DEUXIEME MOYEN DE CASSATION

Il est fait grief à l'arrêt confirmatif attaqué D'AVOIR rejeté les demandes de Mme X...tendant, à défaut de l'exécution loyale du contrat de bail par sa locataire, à en voir prononcer la résiliation ;

AUX MOTIFS QUE par ailleurs, concernant les nuisances, les attestations produites ne sont guère probantes dans la mesure où elles relatent les faits de façon imprécise, que celle de M. Z...ne met pas en cause précisément Marianne Y...mais les locataires de l'immeuble et que celle des époux A...n'est pas relative à la location actuelle ; qu'il en ressort que Catherine X...n'établit pas que sa locataire n'aurait pas respecté les obligations mises à sa charge, ce qui justifierait la résiliation du bail ; (arrêt, p. 4)

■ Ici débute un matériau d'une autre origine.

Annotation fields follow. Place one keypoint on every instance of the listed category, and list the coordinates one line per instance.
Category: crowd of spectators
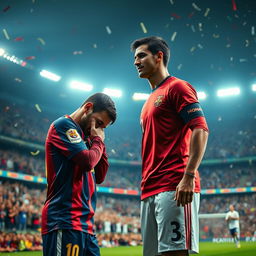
(213, 176)
(227, 139)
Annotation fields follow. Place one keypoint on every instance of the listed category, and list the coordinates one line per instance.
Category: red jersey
(167, 119)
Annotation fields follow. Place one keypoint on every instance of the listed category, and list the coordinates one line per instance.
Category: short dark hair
(102, 102)
(155, 44)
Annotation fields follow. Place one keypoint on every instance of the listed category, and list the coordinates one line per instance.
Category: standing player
(232, 217)
(174, 140)
(75, 160)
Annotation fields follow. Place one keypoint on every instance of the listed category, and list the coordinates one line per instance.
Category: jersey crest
(73, 136)
(159, 100)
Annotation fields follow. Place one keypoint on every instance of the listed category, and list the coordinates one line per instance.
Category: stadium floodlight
(228, 92)
(2, 51)
(77, 85)
(113, 92)
(140, 96)
(49, 75)
(201, 95)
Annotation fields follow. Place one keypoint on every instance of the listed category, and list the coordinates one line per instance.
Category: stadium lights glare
(228, 92)
(201, 95)
(49, 75)
(140, 96)
(2, 51)
(81, 86)
(113, 92)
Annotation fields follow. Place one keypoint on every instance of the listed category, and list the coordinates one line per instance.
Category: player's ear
(88, 107)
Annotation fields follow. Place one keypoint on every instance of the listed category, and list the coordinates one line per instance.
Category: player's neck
(157, 78)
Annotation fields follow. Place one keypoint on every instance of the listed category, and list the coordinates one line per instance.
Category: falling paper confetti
(143, 28)
(196, 7)
(6, 34)
(30, 58)
(6, 8)
(176, 16)
(207, 12)
(108, 30)
(173, 36)
(38, 108)
(35, 153)
(192, 49)
(216, 35)
(234, 5)
(200, 27)
(193, 28)
(41, 40)
(200, 46)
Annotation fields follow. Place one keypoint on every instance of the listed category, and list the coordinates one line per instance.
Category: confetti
(200, 46)
(193, 28)
(216, 35)
(207, 12)
(17, 80)
(200, 26)
(108, 30)
(6, 8)
(176, 16)
(196, 7)
(41, 40)
(77, 52)
(192, 49)
(35, 153)
(38, 108)
(234, 5)
(6, 34)
(173, 36)
(30, 58)
(143, 28)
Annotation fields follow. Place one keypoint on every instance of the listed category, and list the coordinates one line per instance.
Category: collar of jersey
(161, 83)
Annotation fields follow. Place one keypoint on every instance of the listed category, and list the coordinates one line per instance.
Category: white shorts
(167, 227)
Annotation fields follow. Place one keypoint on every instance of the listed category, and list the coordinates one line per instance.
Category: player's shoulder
(63, 123)
(178, 84)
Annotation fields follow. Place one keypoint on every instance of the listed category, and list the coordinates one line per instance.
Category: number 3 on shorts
(176, 227)
(72, 250)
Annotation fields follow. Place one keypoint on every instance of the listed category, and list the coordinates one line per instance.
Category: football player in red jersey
(174, 139)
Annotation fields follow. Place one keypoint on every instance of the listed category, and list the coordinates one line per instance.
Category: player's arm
(185, 189)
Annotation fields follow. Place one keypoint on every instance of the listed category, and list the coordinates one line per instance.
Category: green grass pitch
(206, 249)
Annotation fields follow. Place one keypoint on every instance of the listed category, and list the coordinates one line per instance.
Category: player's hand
(184, 191)
(96, 131)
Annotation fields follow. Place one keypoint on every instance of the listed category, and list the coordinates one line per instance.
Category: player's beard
(85, 123)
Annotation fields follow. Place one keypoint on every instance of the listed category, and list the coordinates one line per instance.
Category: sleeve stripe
(191, 111)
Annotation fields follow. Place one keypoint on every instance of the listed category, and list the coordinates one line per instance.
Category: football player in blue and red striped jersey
(173, 143)
(75, 161)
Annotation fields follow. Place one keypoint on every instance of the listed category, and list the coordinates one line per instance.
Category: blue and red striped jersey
(72, 171)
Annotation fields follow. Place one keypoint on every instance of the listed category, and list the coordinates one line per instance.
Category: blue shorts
(69, 242)
(233, 231)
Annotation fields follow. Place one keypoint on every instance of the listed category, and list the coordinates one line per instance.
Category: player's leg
(148, 227)
(177, 226)
(63, 243)
(92, 247)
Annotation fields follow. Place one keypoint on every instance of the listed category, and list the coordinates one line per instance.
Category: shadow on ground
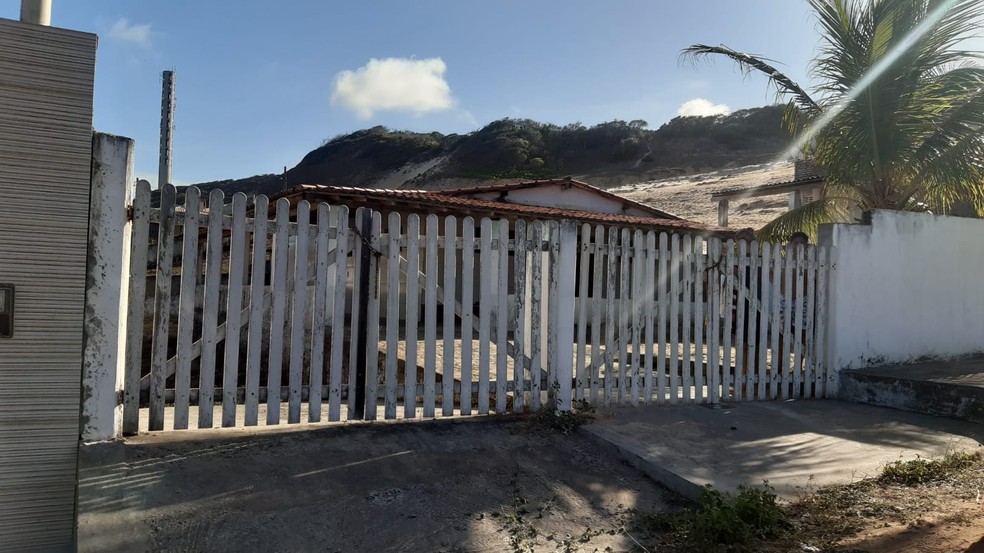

1°) ALORS QUE la résolution judiciaire doit être prononcée en cas de manquement grave d'une partie à ses engagements ; qu'en l'espèce, Mme X...exposait dans ses conclusions (p. 6, dernier §) qu'un voisin, M. B..., faisait état dans un courrier du 28 août 2008 des nuisances causées par les chiens et chats de Mme Y...habitant au premier étage de l'immeuble situé ... à Albi ; qu'en jugeant néanmoins que les attestations produites ne sont guère probantes dans la mesure où elles relatent les faits de façon imprécise, et en se contentant d'énoncer que celle de M. Z...ne met pas en cause précisément Mme Y..., sans examiner, ainsi qu'elle y était invitée, si le courrier de M. B...ne désignait pas expressément Mme Y...comme étant à l'origine des nuisances qu'il dénonçait, la Cour d'appel a privé sa décision de base légale au regard des articles 1134 et 1184 du code civil ;

2°) ALORS QUE la résolution judiciaire doit être prononcée en cas de manquement grave d'une partie à ses engagements ; qu'en l'espèce, Mme X...indiquait dans ses conclusions que ce n'était pas la première fois que Mme Y...était responsable des nuisances dénoncées par son voisinage et causées par la présence de ses nombreux chiens et chats (p. 7, § 2) ; qu'elle versait aux débats un courrier des époux A..., anciens bailleurs de Mme Y..., dont il ressortait que celle-ci était coutumière des nuisances qui lui étaient reprochées ; qu'en se contentant cependant d'énoncer que ce courrier n'est pas relatif à la location actuelle, sans rechercher s'il ne faisait pas ressortir un comportement habituel chez Mme Y..., caractérisant un manquement grave à ses obligations de locataire, la Cour d'appel a derechef privé sa décision de base légale au regard des articles 1134 et 1184 du code civil.

TROISIEME MOYEN DE CASSATION

Il est fait grief à l'arrêt confirmatif attaqué D'AVOIR condamné Mme X...à verser à Mme Y...la somme de 1 000 euros à titre de dommages-intérêts pour appel abusif ;

AUX MOTIFS QUE l'appel de Catherine X...doit être considéré comme abusif puisque, contestant la décision, elle ne produit cependant pas devant la cour les justificatifs nécessaires ; (arrêt, p. 5, § 3)

ALORS QU'une condamnation pour appel abusif n'est fondée en droit que si les juges ont relevé à la charge de l'appelant une faute de nature à faire dériver le recours en abus ; que ne caractérise pas une faute dans l'exercice du droit d'appel l'affirmation selon laquelle l'appelant n'a pas produit devant la cour les justificatifs nécessaires ; qu'en statuant de la sorte, sans avoir caractérisé aucun fait fautif de nature à caractériser une faute dans l'exercice du droit d'appel, la Cour d'appel a violé l'article 1382 du code civil, ensemble l'article 559 du code de procédure civile.